Çoğunluk müctehitlere göre, kız belli bir erkeğe sözlenmedikçe, araya başka dünürcülerin girmesi caizdir. Delil; Fatıma binti Kays (r. anha)'yı, kocası boşayıp, iddetini tamamladıktan sonra üç kişi istemiştir. Bunlar; Muaviye (ö. 60/679), Ebü Cehm b. Huzafe ve Usame b. Zeyd idi. Fatıma (r. anha), Allah'ın elçisine istişare için başvurmuş ve kendisine Allah elçisi şöyle buyurmuştur: "Ebu Cehm sopasını omuzundan indirmez. Muaviye malı olmayan bir fakirdir. Sen Usame ile evlen." (Müslim, Fiten, 119; İbn Hanbel, VI, 373, 417) Bu hadis, bir kadının, evlenme kararı vermezden önce birden çok erkek tarafından istenmesinin caiz olduğunu gösterir.

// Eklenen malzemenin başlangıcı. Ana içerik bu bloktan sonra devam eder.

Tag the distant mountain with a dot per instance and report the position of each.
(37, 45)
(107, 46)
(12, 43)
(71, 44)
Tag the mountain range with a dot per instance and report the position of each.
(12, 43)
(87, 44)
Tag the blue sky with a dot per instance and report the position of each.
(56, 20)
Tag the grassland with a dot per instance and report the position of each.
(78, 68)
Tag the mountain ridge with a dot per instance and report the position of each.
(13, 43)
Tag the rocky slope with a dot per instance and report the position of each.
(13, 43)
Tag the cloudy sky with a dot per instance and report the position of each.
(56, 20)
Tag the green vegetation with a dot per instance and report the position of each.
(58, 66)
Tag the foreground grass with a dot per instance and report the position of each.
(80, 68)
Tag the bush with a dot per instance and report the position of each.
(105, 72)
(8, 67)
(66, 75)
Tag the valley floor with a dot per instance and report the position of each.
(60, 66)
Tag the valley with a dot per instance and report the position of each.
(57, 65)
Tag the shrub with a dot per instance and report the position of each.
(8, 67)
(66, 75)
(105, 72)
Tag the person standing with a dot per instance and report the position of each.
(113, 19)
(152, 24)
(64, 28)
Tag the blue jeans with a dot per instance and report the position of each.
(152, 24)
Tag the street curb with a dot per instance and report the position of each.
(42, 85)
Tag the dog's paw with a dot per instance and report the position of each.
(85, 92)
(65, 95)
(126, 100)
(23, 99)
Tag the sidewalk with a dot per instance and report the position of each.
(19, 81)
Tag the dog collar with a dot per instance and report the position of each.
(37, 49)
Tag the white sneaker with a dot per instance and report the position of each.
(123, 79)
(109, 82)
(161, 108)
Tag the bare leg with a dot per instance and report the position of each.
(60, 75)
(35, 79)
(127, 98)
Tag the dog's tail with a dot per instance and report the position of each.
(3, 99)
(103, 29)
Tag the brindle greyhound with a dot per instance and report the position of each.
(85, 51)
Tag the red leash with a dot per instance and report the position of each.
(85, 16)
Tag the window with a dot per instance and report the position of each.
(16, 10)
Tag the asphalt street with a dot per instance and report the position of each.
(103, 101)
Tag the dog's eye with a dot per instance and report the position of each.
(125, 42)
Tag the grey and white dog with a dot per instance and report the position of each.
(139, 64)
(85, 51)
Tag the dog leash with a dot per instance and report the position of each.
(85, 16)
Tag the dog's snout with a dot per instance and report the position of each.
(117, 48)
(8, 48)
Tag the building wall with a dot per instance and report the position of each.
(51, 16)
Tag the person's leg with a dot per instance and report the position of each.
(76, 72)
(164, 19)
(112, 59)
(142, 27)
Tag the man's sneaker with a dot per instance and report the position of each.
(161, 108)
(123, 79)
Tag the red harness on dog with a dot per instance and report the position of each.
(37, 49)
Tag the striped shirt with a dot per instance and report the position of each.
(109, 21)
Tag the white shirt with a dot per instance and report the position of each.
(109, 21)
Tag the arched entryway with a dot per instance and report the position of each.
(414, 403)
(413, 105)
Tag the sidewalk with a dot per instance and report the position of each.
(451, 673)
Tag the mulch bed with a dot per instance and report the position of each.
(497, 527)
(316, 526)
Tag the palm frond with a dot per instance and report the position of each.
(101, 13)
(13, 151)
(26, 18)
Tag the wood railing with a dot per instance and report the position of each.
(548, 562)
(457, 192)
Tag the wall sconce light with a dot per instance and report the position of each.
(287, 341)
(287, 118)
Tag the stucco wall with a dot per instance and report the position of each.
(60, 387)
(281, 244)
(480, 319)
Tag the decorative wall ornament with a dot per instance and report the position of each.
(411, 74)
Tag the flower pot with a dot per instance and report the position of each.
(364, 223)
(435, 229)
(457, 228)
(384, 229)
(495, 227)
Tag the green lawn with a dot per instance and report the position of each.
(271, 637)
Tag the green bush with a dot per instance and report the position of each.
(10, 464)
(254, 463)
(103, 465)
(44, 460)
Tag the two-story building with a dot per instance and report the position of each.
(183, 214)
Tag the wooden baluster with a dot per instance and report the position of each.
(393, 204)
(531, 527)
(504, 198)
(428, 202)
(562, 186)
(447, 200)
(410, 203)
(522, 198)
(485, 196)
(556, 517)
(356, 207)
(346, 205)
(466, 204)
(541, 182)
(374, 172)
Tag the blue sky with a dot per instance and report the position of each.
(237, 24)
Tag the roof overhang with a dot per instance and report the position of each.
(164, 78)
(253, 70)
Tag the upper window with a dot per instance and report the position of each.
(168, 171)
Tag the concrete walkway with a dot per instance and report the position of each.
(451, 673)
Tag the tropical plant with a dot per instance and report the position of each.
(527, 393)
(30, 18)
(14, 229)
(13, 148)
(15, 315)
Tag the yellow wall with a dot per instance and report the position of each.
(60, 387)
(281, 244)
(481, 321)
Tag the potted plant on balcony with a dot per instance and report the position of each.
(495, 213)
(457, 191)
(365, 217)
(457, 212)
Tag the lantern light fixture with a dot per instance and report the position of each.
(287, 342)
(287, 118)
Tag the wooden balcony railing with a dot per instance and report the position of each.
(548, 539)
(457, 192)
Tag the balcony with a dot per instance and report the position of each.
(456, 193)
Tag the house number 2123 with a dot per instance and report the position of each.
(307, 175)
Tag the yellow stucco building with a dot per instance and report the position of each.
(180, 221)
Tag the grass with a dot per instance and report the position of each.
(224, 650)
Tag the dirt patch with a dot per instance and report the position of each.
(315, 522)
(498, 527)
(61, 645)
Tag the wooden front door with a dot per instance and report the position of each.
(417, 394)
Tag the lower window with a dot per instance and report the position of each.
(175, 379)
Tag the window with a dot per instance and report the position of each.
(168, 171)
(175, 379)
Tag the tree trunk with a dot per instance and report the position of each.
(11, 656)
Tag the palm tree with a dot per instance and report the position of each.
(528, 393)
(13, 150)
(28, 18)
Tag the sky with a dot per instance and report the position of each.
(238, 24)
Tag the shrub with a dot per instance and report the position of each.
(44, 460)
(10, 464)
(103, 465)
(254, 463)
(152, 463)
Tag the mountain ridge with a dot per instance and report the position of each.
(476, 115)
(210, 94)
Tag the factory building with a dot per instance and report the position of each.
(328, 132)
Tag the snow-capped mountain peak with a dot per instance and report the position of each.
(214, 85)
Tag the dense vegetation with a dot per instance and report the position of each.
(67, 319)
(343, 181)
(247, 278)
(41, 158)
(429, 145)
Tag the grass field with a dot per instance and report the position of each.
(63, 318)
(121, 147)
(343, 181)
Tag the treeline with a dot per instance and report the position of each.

Ancak burada kadını isteyen birden çok kimselerin birbirinden habersiz olmaları muhtemeldir. İslam dostluk ve sevgi bağlarının devamım ister, aynı kadını isteyen birden fazla mü'min erkeğin arasına, kadın yüzünden kin ve fesadın girmesini uygun bulmaz. Bu nedenle, bir erkek tarafından dünürcü gönderildiği bilinen bir kadına, bu dünürcülüğün sonucu belli oluncaya kadar, başka bir erkeğin araya girmesi fitneye yol açabilir. Mü'minlerin böyle bir durumdan sakınması gerekir. Durum böyle olunca, nişanlı kızın nişanını bozdurarak veya evli kadının yuvasını yıkarak evlenmeye çalışmanın mü'mini daha ağır bir sorumluluk altına soktuğunda şüphe yoktur.